On my last visit I bought an attractive pocket-sized book, “The Nordic Guide to Living 10 Years Longer: 10 Easy Tips for a Happier, Healthier Life” by Bertil Marklund, MD, PhD (Greystone Books, 2017).

Since it’s the time of year when many of us evaluate our health, in this double-length post I will give Marklund’s book a bit of a review. I’ve since gifted the book twice, though sadly could not visit Nordic Accents for the second purchase. It is available on Amazon. It is important to note that this is a book review and not medical advice. Consult your healthcare professionals before embarking on any new healthcare program.

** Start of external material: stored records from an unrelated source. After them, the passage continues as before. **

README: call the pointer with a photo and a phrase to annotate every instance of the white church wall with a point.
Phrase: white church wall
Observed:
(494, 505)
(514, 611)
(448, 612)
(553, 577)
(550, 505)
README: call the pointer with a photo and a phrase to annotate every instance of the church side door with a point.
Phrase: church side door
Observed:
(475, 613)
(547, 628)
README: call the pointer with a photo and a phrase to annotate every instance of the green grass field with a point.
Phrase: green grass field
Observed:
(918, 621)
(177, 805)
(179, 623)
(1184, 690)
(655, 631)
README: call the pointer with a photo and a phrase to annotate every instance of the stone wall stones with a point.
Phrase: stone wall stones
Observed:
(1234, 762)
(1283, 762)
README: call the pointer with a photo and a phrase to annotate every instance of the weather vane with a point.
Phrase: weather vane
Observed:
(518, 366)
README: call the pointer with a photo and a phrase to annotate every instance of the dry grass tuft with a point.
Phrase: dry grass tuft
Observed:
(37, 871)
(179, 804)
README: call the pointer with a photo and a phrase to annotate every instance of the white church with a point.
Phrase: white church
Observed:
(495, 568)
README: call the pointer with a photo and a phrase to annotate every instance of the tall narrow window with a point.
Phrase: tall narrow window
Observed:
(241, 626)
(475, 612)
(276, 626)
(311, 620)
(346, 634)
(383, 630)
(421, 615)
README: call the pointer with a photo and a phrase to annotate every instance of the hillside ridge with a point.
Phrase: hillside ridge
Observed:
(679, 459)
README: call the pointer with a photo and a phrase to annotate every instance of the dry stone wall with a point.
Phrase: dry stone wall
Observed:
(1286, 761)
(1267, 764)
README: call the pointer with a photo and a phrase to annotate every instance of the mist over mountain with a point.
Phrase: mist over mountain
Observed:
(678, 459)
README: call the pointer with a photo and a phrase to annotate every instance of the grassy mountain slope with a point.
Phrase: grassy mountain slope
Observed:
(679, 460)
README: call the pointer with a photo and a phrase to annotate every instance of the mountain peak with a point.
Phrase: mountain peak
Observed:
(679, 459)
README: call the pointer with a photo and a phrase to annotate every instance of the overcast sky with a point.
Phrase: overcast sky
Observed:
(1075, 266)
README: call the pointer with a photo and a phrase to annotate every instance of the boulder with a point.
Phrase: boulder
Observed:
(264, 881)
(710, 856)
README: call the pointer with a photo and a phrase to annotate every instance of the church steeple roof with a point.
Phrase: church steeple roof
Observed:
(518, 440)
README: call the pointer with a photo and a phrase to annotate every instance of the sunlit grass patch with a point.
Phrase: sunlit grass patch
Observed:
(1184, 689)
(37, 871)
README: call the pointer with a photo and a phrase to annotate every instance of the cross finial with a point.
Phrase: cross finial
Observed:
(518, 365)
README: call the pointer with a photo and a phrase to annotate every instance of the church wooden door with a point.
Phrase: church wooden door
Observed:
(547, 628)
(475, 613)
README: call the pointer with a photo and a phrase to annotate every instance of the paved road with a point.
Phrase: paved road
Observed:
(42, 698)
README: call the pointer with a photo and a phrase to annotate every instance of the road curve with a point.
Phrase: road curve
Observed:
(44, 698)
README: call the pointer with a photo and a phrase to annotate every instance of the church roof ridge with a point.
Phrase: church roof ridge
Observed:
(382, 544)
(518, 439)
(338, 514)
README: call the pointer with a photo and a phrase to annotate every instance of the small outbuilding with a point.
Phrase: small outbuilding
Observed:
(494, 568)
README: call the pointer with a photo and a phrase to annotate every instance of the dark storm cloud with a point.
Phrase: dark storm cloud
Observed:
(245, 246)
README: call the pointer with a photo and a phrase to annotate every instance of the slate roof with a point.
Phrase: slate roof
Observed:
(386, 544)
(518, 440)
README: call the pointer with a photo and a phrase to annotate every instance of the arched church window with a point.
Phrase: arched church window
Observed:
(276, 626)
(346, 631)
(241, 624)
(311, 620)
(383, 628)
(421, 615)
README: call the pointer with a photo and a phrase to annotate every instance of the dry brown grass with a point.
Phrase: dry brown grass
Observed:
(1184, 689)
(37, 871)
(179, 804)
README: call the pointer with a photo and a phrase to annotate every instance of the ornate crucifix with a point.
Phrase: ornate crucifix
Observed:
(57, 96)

In the Introduction, Marklund tells us his parents passed away too early and through that experience he found himself considering what choices he could make in his own life that might grant him more healthy years to share with family and friends. As a doctor, he turned to the latest science on the matter of health and longevity. He found the main threat to our health is inflammation in the body. True to his Swedish roots of pared down simplicity, Marklund wanted to make his findings accessible and easy to understand for as many people as possible. His short book covers broad ground, providing a comprehensive guide to lifestyle choices, including areas such as sleep, diet, exercise, and social relationships, all geared to prevent damaging inflammation.

Right up front, Marklund explains the Nordic focus of [lagom], for which there is no English equivalent but is best translated as “just the right amount.” Marlund emphasizes that to live a healthy live you do not have to go to extremes. “It’s the small and simple changes that amount to a happy, healthier life,” he writes.

The first portion of the book explains inflammation and how to avoid it in lay terms. It is here he calls out smoking: “by far the most significant cause of free radicals and inflammation.”

The book is further organized into 10 Tips — a handful of pages on each tip taking a deeper dive than I share here, of course.

Tip 1: The importance of exercise
Physical activity will lead to extended life expectancy, stress reduction, delay in dementia, provide risk reduction for diabetes, protect against cancer, and offer risk reduction for cardiovascular diseases.

Tip 2: Time for recovery
“It has been scientifically proven that a less stressful existence improves health. So relax your shoulders and accept that: Life is not just about surviving, it’s about thriving.”

Tip 3: Sleep fortifies
Research shows sleep supports a strong immune system, which reduces numerous significant health risks.

Tip 4: Sun — but not too much
The sun is our best source of Vitamin D. Worldwide, “thirty people die of diseases related to Vitamin D deficiency for every one person who dies of skin cancer.”

Tip 5: Eat yourself healthy
Research agrees certain foods have clear links to health and disease. Foods can both protect against and create inflammation.

Tip 6: Choose the right drink
Certain drinks can promote health — coffee! — but water is the No. 1 drink for life. Booze also is covered, of course.

Tip 7: Keep your weight in check
Losing weight and then maintaining your ideal weight involves switching to a lifestyle of healthy eating and exercise that is maintained for life.

Tip 8: Oral health provides general health
People are surprised to learn there is a correlation between gum inflammation and diseases of the body’s vascular system.

Tip 9: Be an optimist
Optimists live longer, have better attention levels and better memories.

Tip 10: We need each other
“People are pack animals — we need each other.”